Hello. I am forwarding a feature request from a Debian user of dos2unix. The request and a bit of discussion can be found in Debian bug #1053983. It concerns the manpage (version 7.5.1) description of ascii
mode.
In the section OPTIONS:
-ascii
Convert only line breaks. This is the default conversion mode.
And then in the section CONVERSION MODES:
ascii
In mode "ascii" only line breaks are converted. This is the
default conversion mode.
Although the name of this mode is ASCII, which is a 7 bit standard,
the actual mode is 8 bit. Use always this mode when converting
Unicode UTF-8 files.
The requester notes that when in ascii mode, UTF-16 input will be converted to UTF-8 and the BOM is removed. So technically, more than line breaks may be affected.

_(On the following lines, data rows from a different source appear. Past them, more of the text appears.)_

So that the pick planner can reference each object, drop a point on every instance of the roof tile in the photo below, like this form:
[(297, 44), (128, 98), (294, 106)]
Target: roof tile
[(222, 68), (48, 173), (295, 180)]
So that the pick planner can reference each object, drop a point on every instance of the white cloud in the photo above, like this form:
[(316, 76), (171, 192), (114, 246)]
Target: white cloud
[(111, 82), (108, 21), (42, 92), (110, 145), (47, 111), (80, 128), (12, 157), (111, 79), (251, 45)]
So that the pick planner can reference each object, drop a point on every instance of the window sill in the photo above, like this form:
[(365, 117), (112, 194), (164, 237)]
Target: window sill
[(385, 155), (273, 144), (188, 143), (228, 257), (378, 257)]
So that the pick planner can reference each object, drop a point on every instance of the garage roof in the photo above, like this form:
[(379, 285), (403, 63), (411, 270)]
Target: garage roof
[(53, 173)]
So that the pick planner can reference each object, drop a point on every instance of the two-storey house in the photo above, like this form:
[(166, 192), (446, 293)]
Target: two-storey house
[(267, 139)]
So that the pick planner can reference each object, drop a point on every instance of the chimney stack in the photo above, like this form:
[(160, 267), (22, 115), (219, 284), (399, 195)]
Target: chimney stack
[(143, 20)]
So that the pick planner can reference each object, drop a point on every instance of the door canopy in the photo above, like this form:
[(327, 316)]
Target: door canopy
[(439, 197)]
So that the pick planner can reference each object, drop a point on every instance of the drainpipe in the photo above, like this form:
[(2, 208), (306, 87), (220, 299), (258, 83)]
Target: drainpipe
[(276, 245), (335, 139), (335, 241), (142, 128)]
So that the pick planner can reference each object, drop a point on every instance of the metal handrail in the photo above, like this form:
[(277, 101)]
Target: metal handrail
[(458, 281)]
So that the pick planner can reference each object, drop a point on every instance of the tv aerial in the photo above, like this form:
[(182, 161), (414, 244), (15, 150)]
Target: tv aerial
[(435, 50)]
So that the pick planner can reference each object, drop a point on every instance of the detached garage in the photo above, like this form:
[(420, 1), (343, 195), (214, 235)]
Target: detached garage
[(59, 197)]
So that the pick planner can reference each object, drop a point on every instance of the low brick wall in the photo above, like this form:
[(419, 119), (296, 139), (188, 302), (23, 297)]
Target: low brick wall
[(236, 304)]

As noted in the bug report, the behavior is correctly described in other options in the manpage, so the suggestion is to make sure users find those descriptions and are aware of the behavior.
Perhaps something like the following?
-ascii
Convert only line breaks unless the input is UTF-16, in which case
the input is transformed to UTF-8 and no BOM is written. This is the
default conversion mode.
Also see options -u, -r, and -b for more about UTF-16 and the BOM.
Thank you for considering the request.
Anonymous
Hi Tony,
Thanks for the request. This text needs indeed an update. I will make the change.
best regards,
Erwin
The text stems from the time when dos2unix had no Unicode conversion. It was the default mode, not doing any ISO character set conversion (option -iso).
I have updated the text to the following (commit [24279d] ):
Related
Commit: [24279d]
Hello Erwin,
The updated wording looks good. This should make it clearer to users that they they need to review the various modes of operation and other sections of the documentation if those apply to their use case.
Thank you for considering the suggestion!